GLISTER: Generalization based Data Subset Selection for Efficient and
Robust Learning
- URL: http://arxiv.org/abs/2012.10630v3
- Date: Fri, 15 Jan 2021 21:00:10 GMT
- Title: GLISTER: Generalization based Data Subset Selection for Efficient and
Robust Learning
- Authors: Krishnateja Killamsetty, Durga Sivasubramanian, Ganesh Ramakrishnan,
Rishabh Iyer
- Abstract summary: We introduce Glister, a GeneraLIzation based data Subset selecTion for Efficient and Robust learning framework.
We propose an iterative online algorithm Glister-Online, which performs data selection iteratively along with the parameter updates.
We show that our framework improves upon state of the art both in efficiency and accuracy (in cases (a) and (c)) and is more efficient compared to other state-of-the-art robust learning algorithms.
- Score: 11.220278271829699
- License: http://creativecommons.org/licenses/by-nc-sa/4.0/
- Abstract: Large scale machine learning and deep models are extremely data-hungry.

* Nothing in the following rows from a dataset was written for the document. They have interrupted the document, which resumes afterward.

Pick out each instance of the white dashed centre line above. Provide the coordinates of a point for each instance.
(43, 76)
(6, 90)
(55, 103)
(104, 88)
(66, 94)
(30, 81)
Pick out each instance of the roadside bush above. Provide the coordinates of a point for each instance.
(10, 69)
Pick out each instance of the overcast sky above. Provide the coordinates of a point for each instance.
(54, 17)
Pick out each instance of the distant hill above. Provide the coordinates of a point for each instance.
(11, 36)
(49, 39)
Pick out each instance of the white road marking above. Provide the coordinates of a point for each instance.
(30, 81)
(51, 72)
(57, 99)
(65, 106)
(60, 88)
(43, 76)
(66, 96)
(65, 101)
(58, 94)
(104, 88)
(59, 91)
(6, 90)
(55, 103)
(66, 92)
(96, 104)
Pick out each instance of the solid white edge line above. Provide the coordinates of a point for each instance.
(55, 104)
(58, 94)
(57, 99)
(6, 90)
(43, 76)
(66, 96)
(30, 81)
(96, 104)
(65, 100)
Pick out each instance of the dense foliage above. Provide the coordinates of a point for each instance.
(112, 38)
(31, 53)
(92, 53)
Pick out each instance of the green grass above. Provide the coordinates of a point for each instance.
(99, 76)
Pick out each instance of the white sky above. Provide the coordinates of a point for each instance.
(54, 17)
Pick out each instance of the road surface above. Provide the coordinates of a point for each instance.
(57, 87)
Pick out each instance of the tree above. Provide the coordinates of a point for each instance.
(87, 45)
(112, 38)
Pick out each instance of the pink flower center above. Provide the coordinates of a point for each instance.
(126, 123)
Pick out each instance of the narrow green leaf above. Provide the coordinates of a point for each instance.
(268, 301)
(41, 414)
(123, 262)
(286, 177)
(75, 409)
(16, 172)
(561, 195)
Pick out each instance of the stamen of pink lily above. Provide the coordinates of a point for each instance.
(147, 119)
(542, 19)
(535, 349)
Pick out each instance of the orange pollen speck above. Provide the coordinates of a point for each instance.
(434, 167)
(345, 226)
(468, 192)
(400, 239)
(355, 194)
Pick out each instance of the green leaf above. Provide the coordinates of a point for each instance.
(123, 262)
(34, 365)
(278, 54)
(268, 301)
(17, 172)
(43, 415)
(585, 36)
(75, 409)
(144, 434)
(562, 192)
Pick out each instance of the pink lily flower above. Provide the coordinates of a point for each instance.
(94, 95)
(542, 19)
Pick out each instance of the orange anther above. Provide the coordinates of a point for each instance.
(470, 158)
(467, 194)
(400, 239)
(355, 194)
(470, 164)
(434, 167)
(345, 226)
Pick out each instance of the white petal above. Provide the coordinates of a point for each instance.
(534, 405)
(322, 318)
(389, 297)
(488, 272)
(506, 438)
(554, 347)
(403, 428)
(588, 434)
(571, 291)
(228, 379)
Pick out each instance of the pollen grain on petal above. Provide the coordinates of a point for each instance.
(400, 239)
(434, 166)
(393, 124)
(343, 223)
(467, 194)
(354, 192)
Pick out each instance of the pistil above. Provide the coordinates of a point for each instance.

Unfortunately, obtaining large amounts of labeled data is expensive, and
training state-of-the-art models (with hyperparameter tuning) requires
significant computing resources and time. Secondly, real-world data is noisy
and imbalanced. As a result, several recent papers try to make the training
process more efficient and robust. However, most existing work either focuses
on robustness or efficiency, but not both. In this work, we introduce Glister,
a GeneraLIzation based data Subset selecTion for Efficient and Robust learning
framework. We formulate Glister as a mixed discrete-continuous bi-level
optimization problem to select a subset of the training data, which maximizes
the log-likelihood on a held-out validation set. Next, we propose an iterative
online algorithm Glister-Online, which performs data selection iteratively
along with the parameter updates and can be applied to any loss-based learning
algorithm. We then show that for a rich class of loss functions including
cross-entropy, hinge-loss, squared-loss, and logistic-loss, the inner discrete
data selection is an instance of (weakly) submodular optimization, and we
analyze conditions for which Glister-Online reduces the validation loss and
converges. Finally, we propose Glister-Active, an extension to batch active
learning, and we empirically demonstrate the performance of Glister on a wide
range of tasks including, (a) data selection to reduce training time, (b)
robust learning under label noise and imbalance settings, and (c) batch-active
learning with several deep and shallow models. We show that our framework
improves upon state of the art both in efficiency and accuracy (in cases (a)
and (c)) and is more efficient compared to other state-of-the-art robust
learning algorithms in case (b).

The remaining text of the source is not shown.